Dan Robbins, The Hollywood Reporter

 

 

20

 

 

#CashMitchellOfficial

 

 

CASH

My team hated that video and its title. It was called Why You Don’t Want to Date Cash Mitchell. We all knew what it was—a pathetic attempt at attention, just like our first date had been—but the public didn’t know that. I lost almost two million followers when that video went viral. It was the white trash comment that really got everyone enflamed.

And okay, so I shouldn’t have said it. But she had accused me of ignoring Wesley, of being ashamed of him. Screw that. I love my brother more than anything on this planet. If she’d been a man, I would have punched her. Instead, I hit out with the only thing I had. I could tell that she didn’t come from money. So I said it. And I’d like to say I regret it, but when I think about what she said about Wesley—I don’t.

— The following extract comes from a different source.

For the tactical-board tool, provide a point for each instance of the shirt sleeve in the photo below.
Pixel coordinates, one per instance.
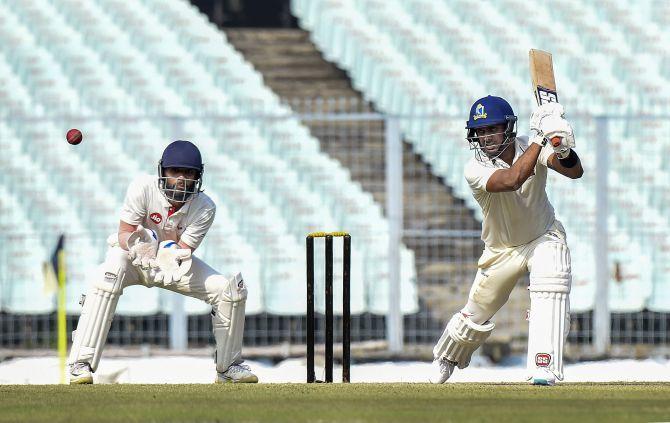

My manager wanted me to reach out to Emma, to apologize to her. That was never going to happen, and I told him that. I’m not sure how the MTV Movie Awards thing happened, but I’m pretty sure it was a joint event between my camp and hers. They all knew what was about to happen, but I didn’t. Maybe she did. All I knew is that I walked into that theater clueless. And there she was, standing alone on the red carpet, in a dress that could take a man’s breath away.

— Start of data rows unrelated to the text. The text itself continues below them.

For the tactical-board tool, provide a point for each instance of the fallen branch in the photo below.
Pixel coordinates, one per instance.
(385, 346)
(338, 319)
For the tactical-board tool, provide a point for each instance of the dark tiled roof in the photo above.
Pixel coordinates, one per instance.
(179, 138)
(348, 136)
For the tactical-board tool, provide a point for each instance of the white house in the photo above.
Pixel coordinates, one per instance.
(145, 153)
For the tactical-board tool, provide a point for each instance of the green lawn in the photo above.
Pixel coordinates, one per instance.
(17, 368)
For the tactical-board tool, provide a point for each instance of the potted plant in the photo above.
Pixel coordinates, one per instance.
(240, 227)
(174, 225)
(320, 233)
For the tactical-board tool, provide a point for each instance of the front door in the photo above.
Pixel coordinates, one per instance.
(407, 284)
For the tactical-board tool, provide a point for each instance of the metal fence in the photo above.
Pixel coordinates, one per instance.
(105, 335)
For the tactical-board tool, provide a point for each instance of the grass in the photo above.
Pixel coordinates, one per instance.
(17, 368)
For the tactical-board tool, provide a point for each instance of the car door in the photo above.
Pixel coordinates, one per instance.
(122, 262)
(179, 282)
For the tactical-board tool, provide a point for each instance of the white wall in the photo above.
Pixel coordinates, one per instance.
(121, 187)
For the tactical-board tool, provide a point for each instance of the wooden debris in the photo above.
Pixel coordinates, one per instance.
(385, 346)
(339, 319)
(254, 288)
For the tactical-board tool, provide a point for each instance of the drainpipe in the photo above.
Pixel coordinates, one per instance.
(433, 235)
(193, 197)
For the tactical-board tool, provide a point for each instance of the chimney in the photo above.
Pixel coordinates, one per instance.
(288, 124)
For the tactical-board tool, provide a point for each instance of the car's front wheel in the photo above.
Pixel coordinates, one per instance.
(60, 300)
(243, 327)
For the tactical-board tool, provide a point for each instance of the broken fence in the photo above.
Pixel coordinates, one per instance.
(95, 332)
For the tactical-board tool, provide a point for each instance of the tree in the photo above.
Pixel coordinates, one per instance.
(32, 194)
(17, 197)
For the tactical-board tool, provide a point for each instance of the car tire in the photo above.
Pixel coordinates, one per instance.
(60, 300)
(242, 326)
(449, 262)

There were a series of gossip posts over the years that described the type of girl I liked. Like… a Breakdown of Cash Mitchell’s Dream Girl or… 5 Hollywood Starlets Cash is Dying to Date. And they were always the same. Polished and perfect porcelain dolls, the kind you tripped over daily in Beverly Hills. But the journalists had it all wrong. Just because I’d dated women like that didn’t mean that they were my ideal—they were just the most common occurrence in my world. Emma was different. I meant what I said to her at my party—she was beautiful. Raw. Wild. Untamed. You don’t see a woman like that and forget her. And that night of the movie awards, she was stunning.